I have follow code in python:
from sklearn.ensemble import RandomForestClassifier
forest = RandomForestClassifier(n_estimators = 100)
forest = forest.fit( train_data_features, train["sentiment"] )
but have key error for "sentiment", I don't know why,
train = pd.read_csv("labeledTrainData.tsv", header=0, delimiter="\t", quoting=3)
-Traceback (most recent call last):
File "<stdin>", line 1, in <module>
File "/Library/Frameworks/Python.framework/Versions/2.7/lib/python2.7/site--packages/pandas/core/frame.py", line 1780, in __getitem__
return self._getitem_column(key)
File "/Library/Frameworks/Python.framework/Versions/2.7/lib/python2.7/site-packages/pandas/core/frame.py", line 1787, in _getitem_column
return self._get_item_cache(key)
File "/Library/Frameworks/Python.framework/Versions/2.7/lib/python2.7/site-packages/pandas/core/generic.py", line 1068, in _get_item_cache
values = self._data.get(item)
File "/Library/Frameworks/Python.framework/Versions/2.7/lib/python2.7/site-packages/pandas/core/internals.py", line 2849, in get
loc = self.items.get_loc(item)
File "/Library/Frameworks/Python.framework/Versions/2.7/lib/python2.7/site-packages/pandas/core/index.py", line 1402, in get_loc
return self._engine.get_loc(_values_from_object(key))
File "pandas/index.pyx", line 134, in pandas.index.IndexEngine.get_loc (pandas/index.c:3807)
File "pandas/index.pyx", line 154, in pandas.index.IndexEngine.get_loc (pandas/index.c:3687)
File "pandas/hashtable.pyx", line 696, in pandas.hashtable.PyObjectHashTable.get_item (pandas/hashtable.c:12310)
File "pandas/hashtable.pyx", line 704, in pandas.hashtable.PyObjectHashTable.get_item (pandas/hashtable.c:12261)
KeyError: 'sentiment'
Are you doing the Kaggle competition? https://www.kaggle.com/c/word2vec-nlp-tutorial/data
Are you sure you have downloaded and decompressed the file ok?
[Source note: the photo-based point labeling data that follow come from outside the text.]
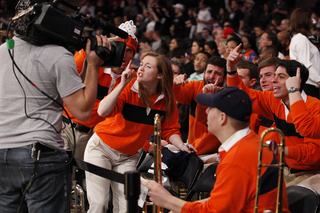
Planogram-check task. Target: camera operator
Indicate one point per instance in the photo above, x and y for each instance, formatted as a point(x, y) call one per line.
point(108, 79)
point(34, 176)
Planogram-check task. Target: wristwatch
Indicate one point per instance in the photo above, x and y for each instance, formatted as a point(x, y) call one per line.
point(293, 89)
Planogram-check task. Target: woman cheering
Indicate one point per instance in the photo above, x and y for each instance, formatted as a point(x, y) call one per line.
point(129, 110)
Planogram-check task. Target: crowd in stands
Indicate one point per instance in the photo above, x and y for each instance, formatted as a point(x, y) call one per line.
point(209, 45)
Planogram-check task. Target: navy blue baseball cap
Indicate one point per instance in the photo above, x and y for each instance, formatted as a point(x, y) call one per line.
point(231, 100)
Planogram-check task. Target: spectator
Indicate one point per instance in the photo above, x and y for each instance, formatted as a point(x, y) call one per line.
point(115, 10)
point(284, 40)
point(179, 54)
point(248, 72)
point(269, 38)
point(191, 23)
point(178, 27)
point(249, 48)
point(158, 42)
point(206, 34)
point(258, 31)
point(302, 50)
point(217, 34)
point(197, 46)
point(226, 32)
point(285, 25)
point(222, 48)
point(176, 42)
point(266, 15)
point(280, 12)
point(236, 15)
point(35, 170)
point(211, 47)
point(232, 43)
point(185, 92)
point(239, 146)
point(129, 120)
point(130, 10)
point(251, 17)
point(301, 153)
point(200, 63)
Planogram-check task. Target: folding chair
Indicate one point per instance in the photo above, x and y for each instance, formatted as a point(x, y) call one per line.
point(205, 182)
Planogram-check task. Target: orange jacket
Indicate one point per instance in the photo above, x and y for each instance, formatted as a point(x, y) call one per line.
point(129, 125)
point(103, 88)
point(303, 151)
point(236, 181)
point(198, 135)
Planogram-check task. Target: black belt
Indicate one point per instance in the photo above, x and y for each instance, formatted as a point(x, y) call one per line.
point(293, 171)
point(39, 147)
point(78, 127)
point(44, 148)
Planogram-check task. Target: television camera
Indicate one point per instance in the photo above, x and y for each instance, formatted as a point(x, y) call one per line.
point(48, 23)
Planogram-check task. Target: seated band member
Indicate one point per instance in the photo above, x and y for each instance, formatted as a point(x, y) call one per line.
point(186, 93)
point(229, 111)
point(302, 153)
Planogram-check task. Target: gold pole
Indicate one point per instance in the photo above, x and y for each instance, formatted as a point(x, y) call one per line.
point(272, 146)
point(157, 157)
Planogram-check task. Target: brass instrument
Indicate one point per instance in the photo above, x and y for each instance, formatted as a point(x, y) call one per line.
point(157, 157)
point(77, 198)
point(272, 145)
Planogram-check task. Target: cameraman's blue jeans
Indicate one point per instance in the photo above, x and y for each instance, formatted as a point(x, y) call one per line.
point(48, 193)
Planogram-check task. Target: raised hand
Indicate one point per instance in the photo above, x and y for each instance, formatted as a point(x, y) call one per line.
point(180, 79)
point(233, 58)
point(211, 88)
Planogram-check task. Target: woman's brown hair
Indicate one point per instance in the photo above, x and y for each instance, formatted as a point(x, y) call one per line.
point(165, 83)
point(300, 21)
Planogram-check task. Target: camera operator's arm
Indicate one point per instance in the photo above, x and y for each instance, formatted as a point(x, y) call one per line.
point(81, 102)
point(108, 102)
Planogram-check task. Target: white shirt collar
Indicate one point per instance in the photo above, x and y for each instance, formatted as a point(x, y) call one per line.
point(233, 139)
point(114, 77)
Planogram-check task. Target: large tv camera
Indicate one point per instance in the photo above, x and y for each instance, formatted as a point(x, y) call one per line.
point(48, 23)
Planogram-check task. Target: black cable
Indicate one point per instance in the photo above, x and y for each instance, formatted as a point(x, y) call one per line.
point(73, 133)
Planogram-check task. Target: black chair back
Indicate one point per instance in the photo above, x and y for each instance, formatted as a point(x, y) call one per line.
point(302, 199)
point(205, 182)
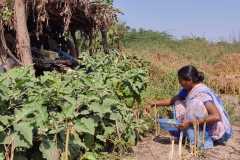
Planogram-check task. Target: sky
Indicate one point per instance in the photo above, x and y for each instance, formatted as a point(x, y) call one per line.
point(212, 19)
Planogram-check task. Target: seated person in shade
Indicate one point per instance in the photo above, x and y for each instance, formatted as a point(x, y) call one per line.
point(196, 102)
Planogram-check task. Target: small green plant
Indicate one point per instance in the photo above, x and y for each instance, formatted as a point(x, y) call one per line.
point(74, 115)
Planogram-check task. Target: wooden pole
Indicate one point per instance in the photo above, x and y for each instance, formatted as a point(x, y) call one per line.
point(22, 35)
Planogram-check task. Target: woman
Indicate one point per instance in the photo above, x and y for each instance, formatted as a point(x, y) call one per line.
point(197, 103)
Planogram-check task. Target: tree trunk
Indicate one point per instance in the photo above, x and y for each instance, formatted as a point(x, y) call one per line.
point(22, 35)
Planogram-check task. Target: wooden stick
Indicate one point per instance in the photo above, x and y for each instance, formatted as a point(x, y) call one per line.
point(156, 120)
point(204, 132)
point(66, 143)
point(195, 138)
point(180, 145)
point(172, 149)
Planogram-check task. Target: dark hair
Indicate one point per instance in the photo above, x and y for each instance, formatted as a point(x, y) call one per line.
point(190, 73)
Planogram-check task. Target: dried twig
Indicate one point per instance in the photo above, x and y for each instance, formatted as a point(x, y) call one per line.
point(180, 145)
point(172, 149)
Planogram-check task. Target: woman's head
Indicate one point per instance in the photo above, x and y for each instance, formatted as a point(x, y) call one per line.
point(189, 76)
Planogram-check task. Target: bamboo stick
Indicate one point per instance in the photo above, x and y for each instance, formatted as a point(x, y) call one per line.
point(204, 132)
point(180, 145)
point(156, 120)
point(172, 149)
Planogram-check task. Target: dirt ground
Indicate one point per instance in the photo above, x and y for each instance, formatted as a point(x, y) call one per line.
point(152, 148)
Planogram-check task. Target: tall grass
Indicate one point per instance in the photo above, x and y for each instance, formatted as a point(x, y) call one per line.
point(168, 54)
point(192, 48)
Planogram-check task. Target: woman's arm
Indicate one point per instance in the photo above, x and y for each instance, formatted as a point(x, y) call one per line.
point(213, 116)
point(165, 102)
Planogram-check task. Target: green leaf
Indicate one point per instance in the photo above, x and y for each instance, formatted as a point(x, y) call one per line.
point(25, 129)
point(101, 138)
point(1, 156)
point(86, 125)
point(15, 138)
point(5, 120)
point(49, 150)
point(89, 156)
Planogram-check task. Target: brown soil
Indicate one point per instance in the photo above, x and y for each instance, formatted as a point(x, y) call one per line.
point(159, 148)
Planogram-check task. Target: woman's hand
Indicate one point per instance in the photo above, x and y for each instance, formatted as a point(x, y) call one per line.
point(186, 124)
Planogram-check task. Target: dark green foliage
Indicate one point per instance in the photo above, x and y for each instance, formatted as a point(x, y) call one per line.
point(91, 105)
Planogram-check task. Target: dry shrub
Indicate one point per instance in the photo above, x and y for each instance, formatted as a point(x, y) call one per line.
point(224, 76)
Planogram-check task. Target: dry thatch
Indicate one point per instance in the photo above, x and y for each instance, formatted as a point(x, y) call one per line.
point(54, 18)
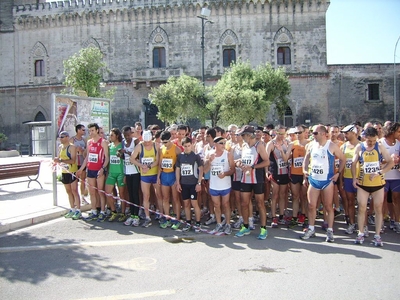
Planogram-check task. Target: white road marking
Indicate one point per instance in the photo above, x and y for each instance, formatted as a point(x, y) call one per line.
point(134, 296)
point(83, 244)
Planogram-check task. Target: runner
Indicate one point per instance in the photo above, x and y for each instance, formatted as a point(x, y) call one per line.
point(189, 171)
point(253, 163)
point(370, 181)
point(221, 166)
point(321, 156)
point(67, 160)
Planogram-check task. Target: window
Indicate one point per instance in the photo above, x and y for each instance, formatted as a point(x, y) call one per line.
point(229, 57)
point(373, 91)
point(159, 58)
point(284, 56)
point(39, 67)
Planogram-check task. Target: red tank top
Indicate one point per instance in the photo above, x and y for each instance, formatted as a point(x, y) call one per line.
point(95, 155)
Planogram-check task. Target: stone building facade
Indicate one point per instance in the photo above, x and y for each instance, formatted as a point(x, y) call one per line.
point(146, 41)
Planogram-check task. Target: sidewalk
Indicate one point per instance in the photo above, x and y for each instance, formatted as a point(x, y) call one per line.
point(21, 206)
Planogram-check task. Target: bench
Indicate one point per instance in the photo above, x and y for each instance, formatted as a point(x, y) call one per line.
point(11, 171)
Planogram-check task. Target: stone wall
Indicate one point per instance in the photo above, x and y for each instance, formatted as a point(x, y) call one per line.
point(127, 31)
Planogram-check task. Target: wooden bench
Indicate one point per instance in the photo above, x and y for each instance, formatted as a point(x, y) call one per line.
point(11, 171)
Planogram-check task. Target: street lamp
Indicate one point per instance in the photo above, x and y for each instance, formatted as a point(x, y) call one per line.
point(394, 81)
point(205, 13)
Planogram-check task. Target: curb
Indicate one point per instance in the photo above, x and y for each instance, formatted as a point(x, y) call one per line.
point(35, 218)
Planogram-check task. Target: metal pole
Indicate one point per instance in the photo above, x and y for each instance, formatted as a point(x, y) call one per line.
point(202, 50)
point(394, 82)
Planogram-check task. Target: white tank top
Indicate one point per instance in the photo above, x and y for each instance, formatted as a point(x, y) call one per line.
point(394, 173)
point(219, 165)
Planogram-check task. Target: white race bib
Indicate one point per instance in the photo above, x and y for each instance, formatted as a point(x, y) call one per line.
point(166, 163)
point(93, 157)
point(147, 160)
point(298, 162)
point(349, 161)
point(248, 160)
point(114, 160)
point(216, 170)
point(186, 170)
point(371, 167)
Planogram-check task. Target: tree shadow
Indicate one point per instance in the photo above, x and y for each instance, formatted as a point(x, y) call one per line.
point(60, 260)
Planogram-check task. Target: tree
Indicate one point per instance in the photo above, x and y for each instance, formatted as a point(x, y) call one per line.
point(83, 72)
point(245, 94)
point(180, 98)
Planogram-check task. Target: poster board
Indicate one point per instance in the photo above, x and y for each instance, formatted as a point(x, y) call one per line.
point(69, 111)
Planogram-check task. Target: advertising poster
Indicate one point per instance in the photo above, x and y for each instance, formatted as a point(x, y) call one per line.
point(73, 110)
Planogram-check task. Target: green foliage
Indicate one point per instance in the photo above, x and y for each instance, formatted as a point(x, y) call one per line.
point(180, 98)
point(242, 95)
point(83, 71)
point(3, 137)
point(245, 94)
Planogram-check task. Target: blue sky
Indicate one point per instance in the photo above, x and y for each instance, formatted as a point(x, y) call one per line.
point(363, 31)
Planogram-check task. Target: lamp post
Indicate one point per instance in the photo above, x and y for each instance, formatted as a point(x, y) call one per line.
point(394, 81)
point(205, 13)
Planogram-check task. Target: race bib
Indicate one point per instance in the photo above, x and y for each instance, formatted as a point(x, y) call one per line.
point(128, 161)
point(371, 167)
point(247, 160)
point(186, 170)
point(317, 170)
point(337, 162)
point(114, 160)
point(298, 162)
point(281, 163)
point(348, 163)
point(64, 166)
point(216, 170)
point(147, 160)
point(166, 163)
point(93, 157)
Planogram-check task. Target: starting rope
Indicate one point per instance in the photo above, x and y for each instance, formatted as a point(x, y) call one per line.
point(62, 166)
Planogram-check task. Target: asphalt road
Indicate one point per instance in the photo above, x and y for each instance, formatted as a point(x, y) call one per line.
point(65, 259)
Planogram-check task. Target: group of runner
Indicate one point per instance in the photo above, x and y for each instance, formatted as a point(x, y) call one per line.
point(221, 173)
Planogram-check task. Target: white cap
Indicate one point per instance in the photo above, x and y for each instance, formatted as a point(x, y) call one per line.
point(147, 136)
point(349, 128)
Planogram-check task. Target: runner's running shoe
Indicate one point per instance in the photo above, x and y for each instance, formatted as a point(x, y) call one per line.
point(263, 234)
point(242, 232)
point(77, 215)
point(69, 214)
point(147, 223)
point(377, 241)
point(308, 233)
point(329, 236)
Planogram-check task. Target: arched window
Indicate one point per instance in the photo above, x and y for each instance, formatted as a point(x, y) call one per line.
point(284, 56)
point(39, 67)
point(40, 117)
point(159, 57)
point(229, 57)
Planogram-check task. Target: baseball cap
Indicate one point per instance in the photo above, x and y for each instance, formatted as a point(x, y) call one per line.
point(63, 133)
point(246, 129)
point(147, 136)
point(349, 128)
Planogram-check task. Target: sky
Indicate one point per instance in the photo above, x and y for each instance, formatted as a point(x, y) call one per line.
point(363, 31)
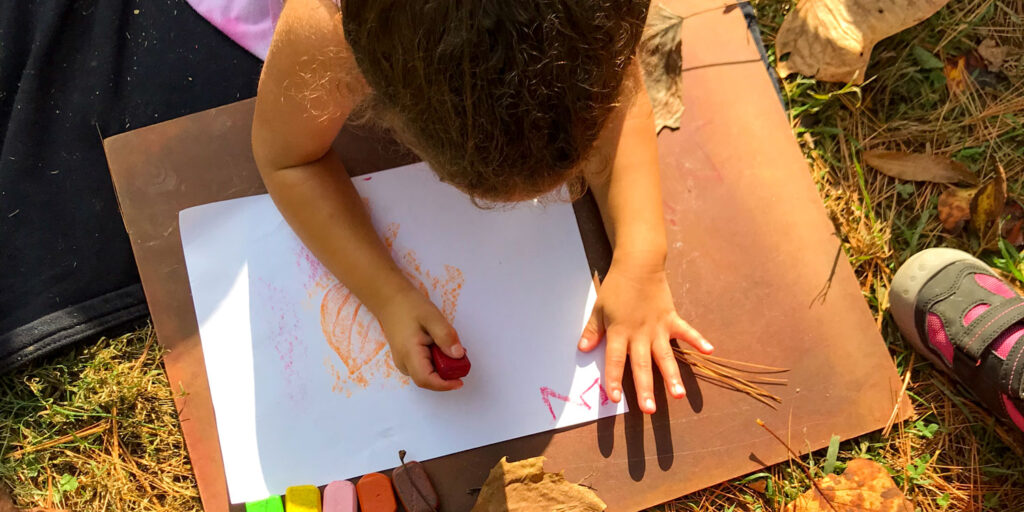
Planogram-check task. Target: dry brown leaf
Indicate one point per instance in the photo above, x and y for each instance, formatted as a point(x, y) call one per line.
point(957, 78)
point(954, 208)
point(920, 167)
point(832, 40)
point(864, 486)
point(1013, 222)
point(524, 486)
point(662, 59)
point(992, 53)
point(986, 207)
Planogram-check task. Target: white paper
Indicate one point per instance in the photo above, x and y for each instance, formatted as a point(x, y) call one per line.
point(302, 382)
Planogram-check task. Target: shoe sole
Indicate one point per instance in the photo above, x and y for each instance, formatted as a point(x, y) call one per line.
point(907, 283)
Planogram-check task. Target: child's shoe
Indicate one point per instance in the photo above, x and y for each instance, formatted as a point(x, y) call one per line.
point(953, 309)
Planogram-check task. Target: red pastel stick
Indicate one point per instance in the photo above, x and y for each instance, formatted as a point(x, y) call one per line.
point(449, 368)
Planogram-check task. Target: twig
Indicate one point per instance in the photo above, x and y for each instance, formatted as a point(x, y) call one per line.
point(797, 457)
point(899, 398)
point(93, 429)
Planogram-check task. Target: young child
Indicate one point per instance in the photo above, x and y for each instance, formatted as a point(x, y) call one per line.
point(505, 100)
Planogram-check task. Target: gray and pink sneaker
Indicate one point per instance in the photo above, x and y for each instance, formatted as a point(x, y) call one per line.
point(953, 309)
The first part of the file reads:
id sentiment review
"5814_8" 1 "With all this stuff go
This works for me:
>>> train = pd.read_csv("labeledTrainData.tsv", delimiter="\t")
>>> train.columns
Index([u'id', u'sentiment', u'review'], dtype='object')
>>> train.head(3)
id sentiment review
0 5814_8 1 With all this stuff going down at the moment w...
1 2381_9 1 \The Classic War of the Worlds\" by Timothy Hi...
2 7759_3 0 The film starts with a manager (Nicholas Bell)...
You should check the columns are setup correctly in the train variable. You should have a sentiment column. That column seems to be missing in your dataframe.